ESA Funding Framework
Save for college
The ESA Funding Framework is a strategy for saving for college expenses using an Educational Savings Account (ESA). It involves investing in a growth-stock mutual fund and taking advantage of tax-free growth. The framework is suitable for families with young children who want to save for college expenses without incurring debt.
- Start saving early to take advantage of compound interest
- Invest in a growth-stock mutual fund for long-term growth
- Take advantage of tax-free growth to maximize savings
- Open an ESAOpen an Educational Savings Account (ESA) and fund it with $2,000 per yearPro tipChoose a growth-stock mutual fund with a low expense ratioWarningBe aware of income limits and eligibility requirements
- Invest in a growth-stock mutual fundInvest the ESA funds in a growth-stock mutual fund with a long-term growth potentialPro tipDiversify the portfolio to minimize riskWarningBe aware of market fluctuations and potential losses
- Monitor and adjustRegularly monitor the ESA account and adjust the investment portfolio as neededPro tipRebalance the portfolio to maintain an optimal asset allocationWarningBe aware of fees and expenses associated with the ESA
A family starts saving for college expenses using an ESA when their child is born.
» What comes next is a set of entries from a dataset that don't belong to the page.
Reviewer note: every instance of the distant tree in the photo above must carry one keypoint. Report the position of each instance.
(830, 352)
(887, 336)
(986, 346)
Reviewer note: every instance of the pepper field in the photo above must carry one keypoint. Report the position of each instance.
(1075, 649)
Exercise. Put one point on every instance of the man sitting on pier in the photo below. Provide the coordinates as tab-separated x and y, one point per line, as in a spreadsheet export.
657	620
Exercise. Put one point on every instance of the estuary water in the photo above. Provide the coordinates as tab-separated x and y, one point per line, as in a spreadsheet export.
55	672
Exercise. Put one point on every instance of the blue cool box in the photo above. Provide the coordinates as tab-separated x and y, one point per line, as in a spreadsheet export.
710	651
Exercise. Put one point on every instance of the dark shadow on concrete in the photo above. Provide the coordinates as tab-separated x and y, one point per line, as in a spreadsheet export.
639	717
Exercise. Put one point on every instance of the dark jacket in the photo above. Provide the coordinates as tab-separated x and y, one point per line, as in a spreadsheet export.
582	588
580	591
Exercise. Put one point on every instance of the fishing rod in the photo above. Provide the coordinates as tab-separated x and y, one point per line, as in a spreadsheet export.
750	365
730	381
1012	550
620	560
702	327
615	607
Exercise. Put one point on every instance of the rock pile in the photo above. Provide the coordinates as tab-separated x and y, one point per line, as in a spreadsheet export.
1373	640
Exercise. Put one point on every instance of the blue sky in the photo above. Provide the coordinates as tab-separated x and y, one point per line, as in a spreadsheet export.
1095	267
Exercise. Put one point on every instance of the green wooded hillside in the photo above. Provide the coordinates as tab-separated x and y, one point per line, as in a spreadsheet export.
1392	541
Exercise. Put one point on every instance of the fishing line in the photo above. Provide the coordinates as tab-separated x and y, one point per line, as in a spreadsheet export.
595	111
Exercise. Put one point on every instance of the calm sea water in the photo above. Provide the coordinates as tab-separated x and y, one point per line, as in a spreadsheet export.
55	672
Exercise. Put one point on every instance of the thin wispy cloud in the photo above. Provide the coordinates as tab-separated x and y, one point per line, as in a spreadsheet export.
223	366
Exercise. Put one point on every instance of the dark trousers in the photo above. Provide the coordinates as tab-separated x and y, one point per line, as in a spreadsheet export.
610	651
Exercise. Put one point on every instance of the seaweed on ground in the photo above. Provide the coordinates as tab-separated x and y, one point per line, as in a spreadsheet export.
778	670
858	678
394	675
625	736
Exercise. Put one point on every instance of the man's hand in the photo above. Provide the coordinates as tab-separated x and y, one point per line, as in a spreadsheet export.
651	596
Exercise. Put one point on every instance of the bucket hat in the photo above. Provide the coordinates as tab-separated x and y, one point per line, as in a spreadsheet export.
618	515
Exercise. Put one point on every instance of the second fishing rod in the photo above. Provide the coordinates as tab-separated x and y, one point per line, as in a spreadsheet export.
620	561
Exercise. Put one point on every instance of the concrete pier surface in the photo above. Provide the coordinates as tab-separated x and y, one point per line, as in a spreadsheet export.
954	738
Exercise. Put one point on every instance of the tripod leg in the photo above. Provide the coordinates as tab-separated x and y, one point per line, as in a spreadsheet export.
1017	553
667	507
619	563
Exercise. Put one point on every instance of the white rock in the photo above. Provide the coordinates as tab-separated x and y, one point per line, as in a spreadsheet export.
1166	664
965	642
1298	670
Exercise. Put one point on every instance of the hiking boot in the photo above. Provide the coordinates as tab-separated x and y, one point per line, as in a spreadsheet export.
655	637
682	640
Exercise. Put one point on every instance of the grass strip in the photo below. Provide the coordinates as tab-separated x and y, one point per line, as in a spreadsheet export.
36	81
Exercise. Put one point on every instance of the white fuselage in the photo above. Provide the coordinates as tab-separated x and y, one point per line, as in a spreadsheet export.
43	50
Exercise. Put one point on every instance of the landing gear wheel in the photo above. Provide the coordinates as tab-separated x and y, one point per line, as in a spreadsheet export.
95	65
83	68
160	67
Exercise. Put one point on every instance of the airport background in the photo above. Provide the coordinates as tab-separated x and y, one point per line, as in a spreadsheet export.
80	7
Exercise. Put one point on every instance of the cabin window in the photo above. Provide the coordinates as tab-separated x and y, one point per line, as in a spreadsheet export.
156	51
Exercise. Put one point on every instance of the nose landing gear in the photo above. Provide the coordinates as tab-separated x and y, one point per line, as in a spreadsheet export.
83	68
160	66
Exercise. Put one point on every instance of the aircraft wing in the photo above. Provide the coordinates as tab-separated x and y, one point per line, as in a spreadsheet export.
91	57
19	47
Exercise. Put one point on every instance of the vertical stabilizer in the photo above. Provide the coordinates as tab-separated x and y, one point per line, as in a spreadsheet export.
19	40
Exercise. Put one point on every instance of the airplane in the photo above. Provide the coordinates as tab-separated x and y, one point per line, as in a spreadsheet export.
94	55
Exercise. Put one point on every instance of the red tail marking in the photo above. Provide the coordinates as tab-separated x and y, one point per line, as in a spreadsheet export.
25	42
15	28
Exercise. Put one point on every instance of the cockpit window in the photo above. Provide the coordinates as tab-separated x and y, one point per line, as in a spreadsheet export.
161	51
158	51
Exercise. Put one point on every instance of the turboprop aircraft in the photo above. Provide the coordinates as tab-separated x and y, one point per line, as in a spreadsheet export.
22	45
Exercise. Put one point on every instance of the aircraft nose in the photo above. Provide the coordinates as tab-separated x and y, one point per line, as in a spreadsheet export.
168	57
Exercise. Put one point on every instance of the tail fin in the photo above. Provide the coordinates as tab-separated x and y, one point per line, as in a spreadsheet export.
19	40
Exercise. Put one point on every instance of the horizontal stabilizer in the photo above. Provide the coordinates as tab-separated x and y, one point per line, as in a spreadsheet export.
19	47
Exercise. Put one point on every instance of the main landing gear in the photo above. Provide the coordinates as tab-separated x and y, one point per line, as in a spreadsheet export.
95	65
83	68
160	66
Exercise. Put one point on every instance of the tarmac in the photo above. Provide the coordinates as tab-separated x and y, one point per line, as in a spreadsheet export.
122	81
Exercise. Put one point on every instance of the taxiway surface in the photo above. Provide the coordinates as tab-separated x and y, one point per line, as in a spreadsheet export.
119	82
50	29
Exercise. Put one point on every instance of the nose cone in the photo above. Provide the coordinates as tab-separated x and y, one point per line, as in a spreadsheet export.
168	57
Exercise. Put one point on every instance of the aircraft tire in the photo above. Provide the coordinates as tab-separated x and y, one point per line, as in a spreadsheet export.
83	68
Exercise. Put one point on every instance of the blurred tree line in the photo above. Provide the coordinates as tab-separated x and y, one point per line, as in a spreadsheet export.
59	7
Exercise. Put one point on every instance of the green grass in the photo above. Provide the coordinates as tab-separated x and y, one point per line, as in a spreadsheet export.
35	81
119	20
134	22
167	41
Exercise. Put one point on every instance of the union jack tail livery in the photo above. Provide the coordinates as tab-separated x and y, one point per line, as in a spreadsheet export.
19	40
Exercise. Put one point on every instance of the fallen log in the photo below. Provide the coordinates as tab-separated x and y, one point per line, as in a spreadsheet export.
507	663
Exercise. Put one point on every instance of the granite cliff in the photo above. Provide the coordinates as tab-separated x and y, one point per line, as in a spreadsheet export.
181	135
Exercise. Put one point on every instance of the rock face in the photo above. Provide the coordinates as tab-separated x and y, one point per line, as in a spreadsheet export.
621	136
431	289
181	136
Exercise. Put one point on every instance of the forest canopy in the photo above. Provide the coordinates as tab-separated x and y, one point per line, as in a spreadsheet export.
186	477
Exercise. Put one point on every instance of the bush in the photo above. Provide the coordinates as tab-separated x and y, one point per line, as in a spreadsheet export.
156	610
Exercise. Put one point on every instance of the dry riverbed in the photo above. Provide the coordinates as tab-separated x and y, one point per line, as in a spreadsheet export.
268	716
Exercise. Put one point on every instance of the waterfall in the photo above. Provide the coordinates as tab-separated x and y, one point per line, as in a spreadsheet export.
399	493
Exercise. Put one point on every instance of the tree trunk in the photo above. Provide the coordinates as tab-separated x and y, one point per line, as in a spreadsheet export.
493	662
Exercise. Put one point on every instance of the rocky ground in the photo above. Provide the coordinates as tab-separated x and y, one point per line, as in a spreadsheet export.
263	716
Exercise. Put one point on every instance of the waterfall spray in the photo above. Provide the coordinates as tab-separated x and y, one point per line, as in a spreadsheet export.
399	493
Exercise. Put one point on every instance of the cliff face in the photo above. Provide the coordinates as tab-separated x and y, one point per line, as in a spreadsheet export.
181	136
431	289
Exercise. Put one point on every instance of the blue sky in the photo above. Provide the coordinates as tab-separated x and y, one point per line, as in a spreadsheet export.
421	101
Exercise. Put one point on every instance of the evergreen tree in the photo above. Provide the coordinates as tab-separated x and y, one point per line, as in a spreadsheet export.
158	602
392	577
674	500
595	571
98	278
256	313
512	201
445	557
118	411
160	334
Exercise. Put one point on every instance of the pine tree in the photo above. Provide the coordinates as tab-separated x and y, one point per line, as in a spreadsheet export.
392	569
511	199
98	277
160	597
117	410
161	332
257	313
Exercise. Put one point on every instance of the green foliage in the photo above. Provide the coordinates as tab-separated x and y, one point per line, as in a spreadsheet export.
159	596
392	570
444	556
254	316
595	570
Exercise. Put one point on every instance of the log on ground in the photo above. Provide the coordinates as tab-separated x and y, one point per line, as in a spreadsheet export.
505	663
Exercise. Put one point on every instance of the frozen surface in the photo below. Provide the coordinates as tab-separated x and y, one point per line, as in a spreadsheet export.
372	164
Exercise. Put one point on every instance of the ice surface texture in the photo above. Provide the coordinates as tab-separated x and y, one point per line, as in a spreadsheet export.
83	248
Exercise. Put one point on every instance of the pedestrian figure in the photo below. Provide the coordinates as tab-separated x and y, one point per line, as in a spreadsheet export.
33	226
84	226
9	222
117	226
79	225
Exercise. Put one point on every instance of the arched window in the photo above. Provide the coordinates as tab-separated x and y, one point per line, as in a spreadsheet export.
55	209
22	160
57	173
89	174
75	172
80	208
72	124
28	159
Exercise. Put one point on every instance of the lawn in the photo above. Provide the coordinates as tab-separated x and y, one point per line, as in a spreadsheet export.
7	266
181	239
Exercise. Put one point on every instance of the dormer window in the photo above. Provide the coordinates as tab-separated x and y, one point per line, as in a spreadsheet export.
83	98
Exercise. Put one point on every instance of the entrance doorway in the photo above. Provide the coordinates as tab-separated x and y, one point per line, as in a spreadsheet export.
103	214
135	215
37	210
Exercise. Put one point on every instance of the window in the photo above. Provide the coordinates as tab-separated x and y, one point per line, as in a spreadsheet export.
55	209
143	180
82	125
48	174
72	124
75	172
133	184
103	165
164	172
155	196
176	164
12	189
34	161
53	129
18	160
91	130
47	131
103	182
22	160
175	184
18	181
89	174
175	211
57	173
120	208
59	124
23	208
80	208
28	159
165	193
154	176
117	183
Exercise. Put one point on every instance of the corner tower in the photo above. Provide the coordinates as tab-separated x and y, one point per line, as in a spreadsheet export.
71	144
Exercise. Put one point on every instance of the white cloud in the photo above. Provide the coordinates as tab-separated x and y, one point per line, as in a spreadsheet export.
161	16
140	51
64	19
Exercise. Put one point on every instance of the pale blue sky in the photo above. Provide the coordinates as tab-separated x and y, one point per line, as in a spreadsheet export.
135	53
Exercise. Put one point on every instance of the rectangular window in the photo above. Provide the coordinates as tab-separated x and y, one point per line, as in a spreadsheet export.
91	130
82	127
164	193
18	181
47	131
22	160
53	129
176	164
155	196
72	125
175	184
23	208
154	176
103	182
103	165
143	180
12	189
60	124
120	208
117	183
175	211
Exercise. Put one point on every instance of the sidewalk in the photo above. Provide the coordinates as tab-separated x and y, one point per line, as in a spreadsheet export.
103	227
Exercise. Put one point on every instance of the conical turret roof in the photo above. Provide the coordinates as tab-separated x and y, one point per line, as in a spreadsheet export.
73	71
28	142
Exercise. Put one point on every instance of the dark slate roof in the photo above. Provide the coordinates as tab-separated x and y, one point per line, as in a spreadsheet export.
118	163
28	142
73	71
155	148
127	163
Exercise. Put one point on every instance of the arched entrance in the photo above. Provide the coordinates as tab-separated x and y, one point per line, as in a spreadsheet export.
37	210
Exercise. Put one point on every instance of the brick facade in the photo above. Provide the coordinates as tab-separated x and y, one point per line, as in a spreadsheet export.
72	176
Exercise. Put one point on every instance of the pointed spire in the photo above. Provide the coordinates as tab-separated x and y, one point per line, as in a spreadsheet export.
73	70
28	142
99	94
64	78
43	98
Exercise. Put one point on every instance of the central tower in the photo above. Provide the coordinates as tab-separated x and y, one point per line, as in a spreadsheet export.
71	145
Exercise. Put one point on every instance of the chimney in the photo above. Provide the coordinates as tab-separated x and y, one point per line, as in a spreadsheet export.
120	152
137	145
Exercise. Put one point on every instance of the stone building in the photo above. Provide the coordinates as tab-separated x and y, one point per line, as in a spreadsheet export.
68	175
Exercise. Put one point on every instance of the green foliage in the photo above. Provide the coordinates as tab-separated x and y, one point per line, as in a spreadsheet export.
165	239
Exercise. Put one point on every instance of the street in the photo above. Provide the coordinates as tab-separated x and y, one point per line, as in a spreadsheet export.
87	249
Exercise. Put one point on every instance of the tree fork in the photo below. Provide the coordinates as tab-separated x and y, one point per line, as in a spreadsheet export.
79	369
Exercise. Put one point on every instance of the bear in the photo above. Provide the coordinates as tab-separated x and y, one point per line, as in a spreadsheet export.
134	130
They invest $2,000 per year in a growth-stock mutual fund and take advantage of tax-free growth. By the time the child is 18, they have saved enough for four years of college expenses.
A family waits until their child is 10 years old to start saving for college expenses. They invest $2,000 per year in a growth-stock mutual fund but do not take advantage of tax-free growth. By the time the child is 18, they have insufficient funds for college expenses.
The ESA Funding Framework was introduced by Dave Ramsey as a way to save for college expenses without going into debt. It is based on the idea of investing in a growth-stock mutual fund and taking advantage of tax-free growth.